Taco Bell is reeling in customers in India with its Paneer and Potato Burrito. The fast food franchise opened its very first restaurant in India last month, and by all accounts it’s a major hit – even though most people in India have never tried Mexican food and can’t even pronounce what’s on the menu. “Quesadilla is going to be a tongue twister for some,” admits Niren Chaudhary, the guy who’s heading up the Indian expansion for Taco Bell. Indeed, the store features a “tacopedia” on the wall so customers know what they are getting and how to say it, reports The Wall Street Journal. Located in a mall in Mumbai, the nation’s technology capital, the store is attracting about 2,500 customers a day. And, because this is India, there are absolutely no beef items on the menu. But there are plenty of chicken and vegetarian options – like the aforementioned Paneer and Potato Burrito. Taco Bell plans to open 100 more Indian locations over the next five years.
You’re busted. A KFC franchisee in Kentucky can sleep easy now that her beloved bronzed bust of the colonel has been retuned safe and sound. The trouble started two months ago, when a prankster nabbed the prized $1,200 bust from her KFC restaurant. The statue was sculpted in 1955 by the Colonel’s daughter Margaret and was purchased by franchise owner Jean Anderson, who has operated her KFC for 36 years. Anderson was so desperate to get the statue back, she offered $500 worth of chicken for information leading to its safe return. A tipster told the cops where they could find it – the home of young man who presumably wanted it to impress his buddies. The informant, who prefers to remain anonymous, turned down the reward — rightfully realizing that $500 worth of chicken it not worth being tarred and feathered by a former friend.
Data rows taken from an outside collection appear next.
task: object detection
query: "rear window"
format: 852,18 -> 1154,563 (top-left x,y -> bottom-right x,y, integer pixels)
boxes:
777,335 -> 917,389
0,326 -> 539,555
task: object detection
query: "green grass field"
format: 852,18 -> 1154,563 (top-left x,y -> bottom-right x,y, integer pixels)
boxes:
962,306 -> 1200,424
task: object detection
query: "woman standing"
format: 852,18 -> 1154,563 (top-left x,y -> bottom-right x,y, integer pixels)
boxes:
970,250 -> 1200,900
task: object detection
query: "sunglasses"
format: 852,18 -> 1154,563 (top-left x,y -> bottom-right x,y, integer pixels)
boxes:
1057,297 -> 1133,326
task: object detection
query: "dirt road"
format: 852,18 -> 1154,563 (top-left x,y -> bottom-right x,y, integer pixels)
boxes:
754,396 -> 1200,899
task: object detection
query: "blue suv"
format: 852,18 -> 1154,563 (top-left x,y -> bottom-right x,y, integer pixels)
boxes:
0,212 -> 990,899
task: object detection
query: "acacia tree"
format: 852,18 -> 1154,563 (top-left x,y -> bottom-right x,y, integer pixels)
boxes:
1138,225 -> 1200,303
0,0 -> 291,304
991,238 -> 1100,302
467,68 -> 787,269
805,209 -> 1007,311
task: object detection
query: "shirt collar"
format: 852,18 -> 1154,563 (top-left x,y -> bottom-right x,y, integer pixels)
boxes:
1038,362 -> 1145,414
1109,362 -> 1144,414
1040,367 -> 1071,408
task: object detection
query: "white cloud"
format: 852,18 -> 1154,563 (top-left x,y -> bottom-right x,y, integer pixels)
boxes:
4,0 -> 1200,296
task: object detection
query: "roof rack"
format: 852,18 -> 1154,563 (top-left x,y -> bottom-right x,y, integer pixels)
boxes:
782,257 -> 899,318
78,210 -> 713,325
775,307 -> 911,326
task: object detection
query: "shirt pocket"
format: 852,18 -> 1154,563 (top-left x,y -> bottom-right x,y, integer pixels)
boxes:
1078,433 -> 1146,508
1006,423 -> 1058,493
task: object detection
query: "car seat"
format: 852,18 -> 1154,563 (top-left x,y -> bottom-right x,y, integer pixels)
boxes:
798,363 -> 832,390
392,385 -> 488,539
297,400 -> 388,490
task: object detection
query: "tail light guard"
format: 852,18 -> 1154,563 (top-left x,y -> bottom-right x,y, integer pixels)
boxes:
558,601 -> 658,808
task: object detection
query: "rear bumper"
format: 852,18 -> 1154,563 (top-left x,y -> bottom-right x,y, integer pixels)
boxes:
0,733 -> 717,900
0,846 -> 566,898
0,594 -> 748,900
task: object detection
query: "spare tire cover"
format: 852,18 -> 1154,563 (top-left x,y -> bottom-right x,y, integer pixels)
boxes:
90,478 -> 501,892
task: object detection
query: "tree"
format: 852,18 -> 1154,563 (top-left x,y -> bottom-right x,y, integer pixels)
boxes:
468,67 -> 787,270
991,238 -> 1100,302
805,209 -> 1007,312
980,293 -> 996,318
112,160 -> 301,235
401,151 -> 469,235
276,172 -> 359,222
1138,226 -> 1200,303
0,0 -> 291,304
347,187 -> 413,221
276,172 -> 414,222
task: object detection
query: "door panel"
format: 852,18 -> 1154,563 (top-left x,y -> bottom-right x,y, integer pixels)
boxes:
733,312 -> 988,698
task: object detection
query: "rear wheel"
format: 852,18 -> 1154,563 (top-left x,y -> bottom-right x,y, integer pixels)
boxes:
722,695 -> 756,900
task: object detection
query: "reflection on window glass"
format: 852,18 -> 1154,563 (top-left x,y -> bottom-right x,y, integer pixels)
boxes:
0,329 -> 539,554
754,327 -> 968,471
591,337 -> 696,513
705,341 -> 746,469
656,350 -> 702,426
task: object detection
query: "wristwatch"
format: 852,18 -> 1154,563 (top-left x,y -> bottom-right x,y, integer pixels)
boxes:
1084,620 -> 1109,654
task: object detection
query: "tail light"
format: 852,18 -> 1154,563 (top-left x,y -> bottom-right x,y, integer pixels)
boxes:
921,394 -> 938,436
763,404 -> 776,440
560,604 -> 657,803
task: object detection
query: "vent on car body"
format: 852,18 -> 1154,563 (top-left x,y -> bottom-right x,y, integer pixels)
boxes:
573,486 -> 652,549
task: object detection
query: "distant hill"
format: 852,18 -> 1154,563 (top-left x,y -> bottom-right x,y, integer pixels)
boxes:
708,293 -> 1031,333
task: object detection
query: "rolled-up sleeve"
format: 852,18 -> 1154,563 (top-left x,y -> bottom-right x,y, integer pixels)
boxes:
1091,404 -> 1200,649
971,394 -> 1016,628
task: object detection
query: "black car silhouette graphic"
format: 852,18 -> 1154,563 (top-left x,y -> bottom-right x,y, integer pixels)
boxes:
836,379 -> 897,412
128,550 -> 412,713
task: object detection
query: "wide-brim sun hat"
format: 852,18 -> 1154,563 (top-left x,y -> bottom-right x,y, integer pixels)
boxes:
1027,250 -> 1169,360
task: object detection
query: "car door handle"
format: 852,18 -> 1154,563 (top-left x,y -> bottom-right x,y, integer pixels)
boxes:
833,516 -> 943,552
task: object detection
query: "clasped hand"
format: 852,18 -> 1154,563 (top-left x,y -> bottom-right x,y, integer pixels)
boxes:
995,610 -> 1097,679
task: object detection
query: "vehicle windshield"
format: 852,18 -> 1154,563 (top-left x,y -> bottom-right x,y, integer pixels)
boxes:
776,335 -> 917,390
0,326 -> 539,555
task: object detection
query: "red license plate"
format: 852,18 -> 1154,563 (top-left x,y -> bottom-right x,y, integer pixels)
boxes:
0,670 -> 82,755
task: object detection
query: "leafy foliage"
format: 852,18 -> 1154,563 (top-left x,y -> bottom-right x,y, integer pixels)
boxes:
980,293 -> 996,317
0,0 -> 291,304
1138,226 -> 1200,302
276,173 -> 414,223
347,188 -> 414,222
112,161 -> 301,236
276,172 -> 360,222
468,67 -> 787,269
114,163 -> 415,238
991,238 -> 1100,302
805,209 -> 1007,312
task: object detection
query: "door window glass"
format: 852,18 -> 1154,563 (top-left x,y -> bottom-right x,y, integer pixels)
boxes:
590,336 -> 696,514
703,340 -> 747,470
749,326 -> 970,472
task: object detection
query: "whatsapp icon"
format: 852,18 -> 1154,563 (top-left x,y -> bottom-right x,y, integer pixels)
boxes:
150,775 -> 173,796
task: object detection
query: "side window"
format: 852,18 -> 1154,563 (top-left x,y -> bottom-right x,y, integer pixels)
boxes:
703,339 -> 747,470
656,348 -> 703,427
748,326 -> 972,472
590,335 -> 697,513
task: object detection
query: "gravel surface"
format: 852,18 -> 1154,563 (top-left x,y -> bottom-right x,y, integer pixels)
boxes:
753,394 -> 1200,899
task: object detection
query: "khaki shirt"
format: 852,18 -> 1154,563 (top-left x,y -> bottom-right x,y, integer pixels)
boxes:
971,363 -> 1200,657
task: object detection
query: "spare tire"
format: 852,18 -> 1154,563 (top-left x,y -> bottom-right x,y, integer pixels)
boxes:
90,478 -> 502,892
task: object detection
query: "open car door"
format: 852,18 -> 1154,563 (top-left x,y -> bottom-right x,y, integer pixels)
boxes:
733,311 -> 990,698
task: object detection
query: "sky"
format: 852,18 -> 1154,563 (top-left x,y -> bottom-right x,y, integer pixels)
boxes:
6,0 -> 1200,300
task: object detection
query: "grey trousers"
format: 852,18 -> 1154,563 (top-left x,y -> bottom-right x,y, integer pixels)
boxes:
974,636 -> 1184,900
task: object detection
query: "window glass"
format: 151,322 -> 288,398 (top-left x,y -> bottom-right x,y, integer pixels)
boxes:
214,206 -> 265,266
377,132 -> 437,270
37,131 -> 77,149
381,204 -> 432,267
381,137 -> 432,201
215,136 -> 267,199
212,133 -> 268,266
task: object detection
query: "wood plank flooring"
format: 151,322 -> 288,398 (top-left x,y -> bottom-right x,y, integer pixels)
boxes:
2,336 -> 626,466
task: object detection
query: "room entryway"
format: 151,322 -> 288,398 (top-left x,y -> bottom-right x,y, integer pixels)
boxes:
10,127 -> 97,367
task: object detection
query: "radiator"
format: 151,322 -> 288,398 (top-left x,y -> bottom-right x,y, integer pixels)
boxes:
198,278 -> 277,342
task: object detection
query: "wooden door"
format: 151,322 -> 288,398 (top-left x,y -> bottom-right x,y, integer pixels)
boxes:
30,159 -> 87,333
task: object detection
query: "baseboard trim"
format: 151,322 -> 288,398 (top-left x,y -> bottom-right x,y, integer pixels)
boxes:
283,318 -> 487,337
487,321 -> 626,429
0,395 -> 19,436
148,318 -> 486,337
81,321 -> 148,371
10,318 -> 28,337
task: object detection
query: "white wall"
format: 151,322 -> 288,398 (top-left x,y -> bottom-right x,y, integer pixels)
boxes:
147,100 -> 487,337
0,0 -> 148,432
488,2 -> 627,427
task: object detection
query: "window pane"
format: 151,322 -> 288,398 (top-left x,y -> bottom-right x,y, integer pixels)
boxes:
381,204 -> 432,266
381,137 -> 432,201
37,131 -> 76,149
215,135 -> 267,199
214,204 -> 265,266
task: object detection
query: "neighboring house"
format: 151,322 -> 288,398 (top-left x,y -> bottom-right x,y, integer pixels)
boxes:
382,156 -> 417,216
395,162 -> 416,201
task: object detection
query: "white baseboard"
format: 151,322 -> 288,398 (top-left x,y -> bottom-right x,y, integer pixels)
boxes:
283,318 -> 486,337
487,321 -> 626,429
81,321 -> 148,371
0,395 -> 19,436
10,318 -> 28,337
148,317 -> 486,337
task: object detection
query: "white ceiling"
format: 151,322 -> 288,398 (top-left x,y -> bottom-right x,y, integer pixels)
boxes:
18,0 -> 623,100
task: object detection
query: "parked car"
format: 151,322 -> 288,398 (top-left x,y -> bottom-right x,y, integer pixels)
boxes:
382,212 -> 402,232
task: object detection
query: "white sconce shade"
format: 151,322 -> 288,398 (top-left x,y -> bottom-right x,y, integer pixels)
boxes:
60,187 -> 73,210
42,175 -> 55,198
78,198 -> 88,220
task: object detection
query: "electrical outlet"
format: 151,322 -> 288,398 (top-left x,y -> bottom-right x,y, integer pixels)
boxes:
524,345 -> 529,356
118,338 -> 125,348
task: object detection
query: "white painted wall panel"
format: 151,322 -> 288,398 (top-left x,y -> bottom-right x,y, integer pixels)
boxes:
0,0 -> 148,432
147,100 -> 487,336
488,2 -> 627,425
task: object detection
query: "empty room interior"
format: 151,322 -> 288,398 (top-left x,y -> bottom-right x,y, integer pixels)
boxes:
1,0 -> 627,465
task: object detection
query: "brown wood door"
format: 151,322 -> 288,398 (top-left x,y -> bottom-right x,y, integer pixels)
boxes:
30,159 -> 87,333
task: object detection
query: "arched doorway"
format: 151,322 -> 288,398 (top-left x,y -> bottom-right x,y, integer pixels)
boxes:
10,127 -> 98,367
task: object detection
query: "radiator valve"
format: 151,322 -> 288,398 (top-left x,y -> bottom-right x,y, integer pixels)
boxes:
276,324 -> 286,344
Get a McEducation. China, a nation that puts a premium on education, is always happy to welcome a new school –even if it’s just for making burgers and fries. McDonald’s has launched its first Hamburger University in Shanghai to train a new generation of managers in the ways of running a western-style franchise. “It’s because of China’s strategic importance to McDonald’s that we have chosen to have our new Hamburger University in Shanghai,” said Tim Fenton, the company’s president for Asia. The school sports a life-size statue of fearless leader Ronald McDonald in its lobby and aims to produce 5,000 graduates over the next five years, reports the Associated Press. In fairness to the school, it will not teach pupils how to flip burgers, but rather how to effectively operate a franchise and manage employees.